И всю дорогу думала про колдуна. Это он, окаянная сила, ее корову задавил, он, он! Чуть ночь, бывало, вот и стучит, и стучит в окно. Выглянет Арина — никогошеньки на улице, только темень, жуть. А наутро: «И что же ты, вдовица, меня не пустила погостить?». А сам страшный, а сам большой… Ох, лучше в омут. Да пропади он пропадом, этот самый гадина, колдун.

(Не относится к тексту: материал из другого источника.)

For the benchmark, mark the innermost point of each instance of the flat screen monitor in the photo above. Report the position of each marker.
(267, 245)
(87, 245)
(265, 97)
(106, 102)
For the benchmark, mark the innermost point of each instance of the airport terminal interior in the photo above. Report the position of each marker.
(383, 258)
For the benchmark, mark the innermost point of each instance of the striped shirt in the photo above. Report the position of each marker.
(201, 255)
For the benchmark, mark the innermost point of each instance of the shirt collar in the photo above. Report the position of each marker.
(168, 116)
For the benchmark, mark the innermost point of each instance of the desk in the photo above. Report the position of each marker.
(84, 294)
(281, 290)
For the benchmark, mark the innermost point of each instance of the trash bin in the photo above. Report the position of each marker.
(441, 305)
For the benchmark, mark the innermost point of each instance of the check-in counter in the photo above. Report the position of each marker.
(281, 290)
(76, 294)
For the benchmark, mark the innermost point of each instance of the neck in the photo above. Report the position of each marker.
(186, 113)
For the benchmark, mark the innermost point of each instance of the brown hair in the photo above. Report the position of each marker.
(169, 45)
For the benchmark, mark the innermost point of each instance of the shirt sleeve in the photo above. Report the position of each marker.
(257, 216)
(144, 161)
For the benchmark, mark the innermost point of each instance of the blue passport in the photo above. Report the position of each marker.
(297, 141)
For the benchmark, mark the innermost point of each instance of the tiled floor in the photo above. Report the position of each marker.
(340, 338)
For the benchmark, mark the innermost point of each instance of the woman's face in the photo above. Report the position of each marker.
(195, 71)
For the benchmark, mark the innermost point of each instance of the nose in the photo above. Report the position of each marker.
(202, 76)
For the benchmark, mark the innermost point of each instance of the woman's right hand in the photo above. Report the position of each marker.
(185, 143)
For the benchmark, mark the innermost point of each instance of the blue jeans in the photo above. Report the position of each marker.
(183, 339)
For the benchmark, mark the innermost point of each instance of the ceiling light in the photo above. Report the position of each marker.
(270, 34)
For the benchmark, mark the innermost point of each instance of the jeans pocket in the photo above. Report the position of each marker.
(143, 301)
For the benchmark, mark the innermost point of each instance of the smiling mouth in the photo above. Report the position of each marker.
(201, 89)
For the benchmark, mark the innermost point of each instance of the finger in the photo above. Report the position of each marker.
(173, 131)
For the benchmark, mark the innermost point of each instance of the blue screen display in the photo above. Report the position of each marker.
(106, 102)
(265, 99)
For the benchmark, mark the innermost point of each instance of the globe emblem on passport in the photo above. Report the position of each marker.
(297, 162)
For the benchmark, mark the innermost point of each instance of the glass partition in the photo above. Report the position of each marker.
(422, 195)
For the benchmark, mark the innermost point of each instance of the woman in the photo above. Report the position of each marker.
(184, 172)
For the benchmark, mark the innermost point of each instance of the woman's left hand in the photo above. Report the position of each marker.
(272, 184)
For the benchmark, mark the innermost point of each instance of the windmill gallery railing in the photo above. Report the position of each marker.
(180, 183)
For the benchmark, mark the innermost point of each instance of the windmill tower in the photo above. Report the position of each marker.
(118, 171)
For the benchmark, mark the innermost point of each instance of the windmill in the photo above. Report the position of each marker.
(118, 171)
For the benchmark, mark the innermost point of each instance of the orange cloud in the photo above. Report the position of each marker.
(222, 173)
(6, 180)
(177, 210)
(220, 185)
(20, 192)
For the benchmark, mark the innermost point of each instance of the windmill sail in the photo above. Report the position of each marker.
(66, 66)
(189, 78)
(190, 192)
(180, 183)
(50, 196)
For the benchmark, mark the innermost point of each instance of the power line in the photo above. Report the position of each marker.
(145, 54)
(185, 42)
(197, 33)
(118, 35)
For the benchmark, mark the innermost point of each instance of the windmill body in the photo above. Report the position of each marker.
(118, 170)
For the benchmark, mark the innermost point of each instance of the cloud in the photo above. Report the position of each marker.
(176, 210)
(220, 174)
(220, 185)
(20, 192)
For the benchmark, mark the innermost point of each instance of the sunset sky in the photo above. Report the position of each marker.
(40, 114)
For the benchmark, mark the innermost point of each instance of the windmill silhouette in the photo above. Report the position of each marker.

В городе прочли бумагу, заглянули в списки, верно, правильно. Сказали вдовице:
— Идите, гражданка, в полном спокойствии домой. Просьба ваша уважена. Мы сейчас сделаем распоряжение в ваш волисполком. Корова будет выдана вам.
У Арины почему-то слезы заклубились в сердце, и глаза стали мокрые от радости. Низко поклонилась Арина и ушла. Красноармеец-земляк чайком с крендельками попотчевал ее, в лесочек предлагал пройтись, мол, усердие такое есть в знак памяти. Арина же: «Что ты, соколик, что ты!» И домой. Радость так и несет ее на крыльях.
Три дня поджидала Арина обещанной коровы. Вот тебе и город — как мог надуть. Ночью видела сон, будто бы колдун Архипыч подослал в волисполком трех хвостатых чертенят и те выкрали из казенного сундука приказ, а в сундук положили дохлого зайца с ястребиной головой. И будто бы сам председатель волисполкома, товарищ Карнаухов, как открыл сундук, ахнул… и захохотал дурноматным хохотом. Хохочет да кричит: «Милицейский! Милицейский!»
Арина от крика вздрогнула, проснулась, глядь…
Но о том, что тут произошло, будет оказано впоследствии. А произошло действительно ужасное, такое ужасное, что…
В порядке же протекающих событий дело было так. Приказ пришел в волисполком из города за Ариной следом, то есть на другой же день. Приказ попал сначала в руки регистратора — на входящем-исходящем журнале он сидел — в руки Васютки Огурцова, его в прошлом году из комсомола выгнали. И раз, и два пробежал Васютка Огурцов приказ, сказал: «Вот так это здорово!» — и сунул приказ в самый нос подслеповатому секретарю.
Секретарь — человек из города, в очках и лысый, бороденка плевая — прочел приказ, снял очки, смахнул платочком пот с лысины, протер очки, надел, опять прочел. Когда подходил к концу, руки тряслись, и трясся весь приказ, как на осине иудин лист.
Секретарь трясется, стакан с чаем на столе в бряк пошел, а Васютка Огурцов озорных своих глаз с секретаря не спускает, знай улыбается, — Васютке Огурцову хоть бы что, Васютке Огурцову даже интересно.
— Ну, как, Фадей Митрич, ловко? — спросил он.